For the next year, home for the real estate and grocery heiress married to Enron Corp.'s former finance chief will be an 8-foot-by-10-foot cell.
Lea Fastow is under court order to report today to the federal lockup in downtown Houston, where she will serve a year for her misdemeanor conviction of signing a fraudulent tax return to help her husband, Andrew, hide ill-gotten income from schemes that fueled the energy company's crash.
The Fastow family home is a $696,000, two-story brick home in the affluent Southampton neighborhood. The federal detention center is a gray, 11-story building where Lea Fastow will live, wearing a tan uniform, and work, probably preparing food or washing bedding for less than 50 cents a day.

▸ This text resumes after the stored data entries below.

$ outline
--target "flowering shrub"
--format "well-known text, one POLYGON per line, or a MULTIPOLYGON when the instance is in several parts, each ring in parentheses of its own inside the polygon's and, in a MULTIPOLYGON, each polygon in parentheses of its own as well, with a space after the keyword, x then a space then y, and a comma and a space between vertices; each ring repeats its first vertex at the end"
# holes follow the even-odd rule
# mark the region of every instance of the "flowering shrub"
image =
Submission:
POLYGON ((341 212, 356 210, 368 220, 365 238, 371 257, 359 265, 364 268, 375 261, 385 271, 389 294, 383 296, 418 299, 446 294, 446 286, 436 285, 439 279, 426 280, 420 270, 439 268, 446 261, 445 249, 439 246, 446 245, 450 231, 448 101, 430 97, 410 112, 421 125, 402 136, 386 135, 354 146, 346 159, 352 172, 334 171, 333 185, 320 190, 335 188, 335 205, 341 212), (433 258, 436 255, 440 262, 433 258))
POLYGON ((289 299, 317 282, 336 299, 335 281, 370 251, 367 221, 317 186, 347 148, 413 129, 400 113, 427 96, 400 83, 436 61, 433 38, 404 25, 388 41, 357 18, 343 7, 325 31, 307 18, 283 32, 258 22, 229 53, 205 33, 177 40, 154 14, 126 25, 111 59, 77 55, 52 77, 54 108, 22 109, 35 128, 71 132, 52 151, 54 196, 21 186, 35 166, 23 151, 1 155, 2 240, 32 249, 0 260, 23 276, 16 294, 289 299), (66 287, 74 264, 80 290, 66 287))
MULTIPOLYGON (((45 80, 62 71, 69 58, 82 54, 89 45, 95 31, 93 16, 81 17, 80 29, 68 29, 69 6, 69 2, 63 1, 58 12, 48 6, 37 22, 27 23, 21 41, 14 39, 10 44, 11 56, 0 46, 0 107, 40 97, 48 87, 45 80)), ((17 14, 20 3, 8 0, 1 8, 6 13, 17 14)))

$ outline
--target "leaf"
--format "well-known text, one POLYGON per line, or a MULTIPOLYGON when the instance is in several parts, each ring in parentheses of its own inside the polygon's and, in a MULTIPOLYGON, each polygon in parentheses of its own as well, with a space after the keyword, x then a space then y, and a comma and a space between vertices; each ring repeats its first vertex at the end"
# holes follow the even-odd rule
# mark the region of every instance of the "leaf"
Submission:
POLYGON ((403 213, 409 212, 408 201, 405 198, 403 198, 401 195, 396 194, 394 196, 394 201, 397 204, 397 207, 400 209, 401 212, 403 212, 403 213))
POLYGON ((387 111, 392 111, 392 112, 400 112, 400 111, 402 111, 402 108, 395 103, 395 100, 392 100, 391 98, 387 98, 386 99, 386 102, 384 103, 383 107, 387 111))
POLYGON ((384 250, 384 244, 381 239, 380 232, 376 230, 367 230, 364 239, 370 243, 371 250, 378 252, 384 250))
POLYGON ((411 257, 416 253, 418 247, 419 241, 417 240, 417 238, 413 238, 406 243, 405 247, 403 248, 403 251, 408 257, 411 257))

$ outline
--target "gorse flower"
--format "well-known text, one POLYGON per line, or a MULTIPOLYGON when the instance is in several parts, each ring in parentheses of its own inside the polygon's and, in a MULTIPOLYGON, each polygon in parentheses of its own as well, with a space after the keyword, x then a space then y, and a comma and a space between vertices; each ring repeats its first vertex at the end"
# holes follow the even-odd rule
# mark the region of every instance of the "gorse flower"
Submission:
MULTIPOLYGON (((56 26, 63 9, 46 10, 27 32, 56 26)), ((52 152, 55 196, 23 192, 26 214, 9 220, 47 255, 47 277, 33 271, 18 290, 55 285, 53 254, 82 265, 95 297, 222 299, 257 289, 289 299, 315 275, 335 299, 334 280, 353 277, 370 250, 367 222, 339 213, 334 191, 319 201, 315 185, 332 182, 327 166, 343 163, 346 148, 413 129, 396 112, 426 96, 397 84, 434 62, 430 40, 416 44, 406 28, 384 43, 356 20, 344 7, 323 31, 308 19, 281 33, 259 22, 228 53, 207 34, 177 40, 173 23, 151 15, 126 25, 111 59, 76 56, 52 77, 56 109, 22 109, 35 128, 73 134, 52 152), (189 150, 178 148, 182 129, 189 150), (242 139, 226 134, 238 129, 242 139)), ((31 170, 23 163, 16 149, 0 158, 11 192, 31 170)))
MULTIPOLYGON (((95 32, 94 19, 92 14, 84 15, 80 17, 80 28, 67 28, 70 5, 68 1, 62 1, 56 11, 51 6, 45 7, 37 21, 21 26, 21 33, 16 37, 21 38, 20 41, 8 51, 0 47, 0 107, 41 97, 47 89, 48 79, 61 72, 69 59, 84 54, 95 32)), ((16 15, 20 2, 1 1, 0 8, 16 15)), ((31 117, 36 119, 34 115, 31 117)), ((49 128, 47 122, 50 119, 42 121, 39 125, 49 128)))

"She'll spend the vast majority of her time indoors under fluorescent lights," said David Novak, a former Microsoft Corp. consultant who served a year in a federal prison for mail fraud. He runs a consulting service in Salt Lake City, helping federal prisoners prepare for life on the inside.
A member of one of Houston's old-line families, Lea Fastow wasn't accused of masterminding shady partnerships or financing schemes that led to Enron's collapse. Although she had been assistant treasurer, the schemes largely were hatched after she quit Enron in 1997 to be a full-time mother.
She was indicted on six felony tax and conspiracy charges in April 2003, about six months after her husband's initial indictment on what grew into 98 counts of conspiracy, fraud, insider trading and other charges. She pleaded guilty to a charge of signing tax forms she knew didn't include ill-gotten income from her husband's schemes and admitted that she endorsed and deposited checks of ill-gotten gains disguised as gifts written to their sons.
Her lawyer said she helped persuade her husband to plead guilty to two counts of conspiracy and agree to a 10-year sentence. But the judge balked at a plea agreement that would have given Lea Fastow five months in prison and five months confined at home. Instead, he imposed the maximum sentence allowable.
She also had hoped to serve her time at a minimum-security prison camp for women in Bryan, about 90 miles northwest of Houston. There, the couple's two young sons could have enjoyed playground equipment during visits. She could have worn khaki shorts and T-shirts, played softball, walked on an outdoor track or perhaps tended one of the complex's vegetable and flower gardens. But the judge refused to recommend that the Federal Bureau of Prisons place her at any specific institution.
The Fastows' guilty pleas were a breakthrough in the 2 1/2-year investigation into the scandal that led to the energy giant's collapse. Both are cooperating in the prosecution of other former Enron executives. Last week, Enron founder and former Chairman Kenneth L. Lay became the 30th and highest-profile individual charged.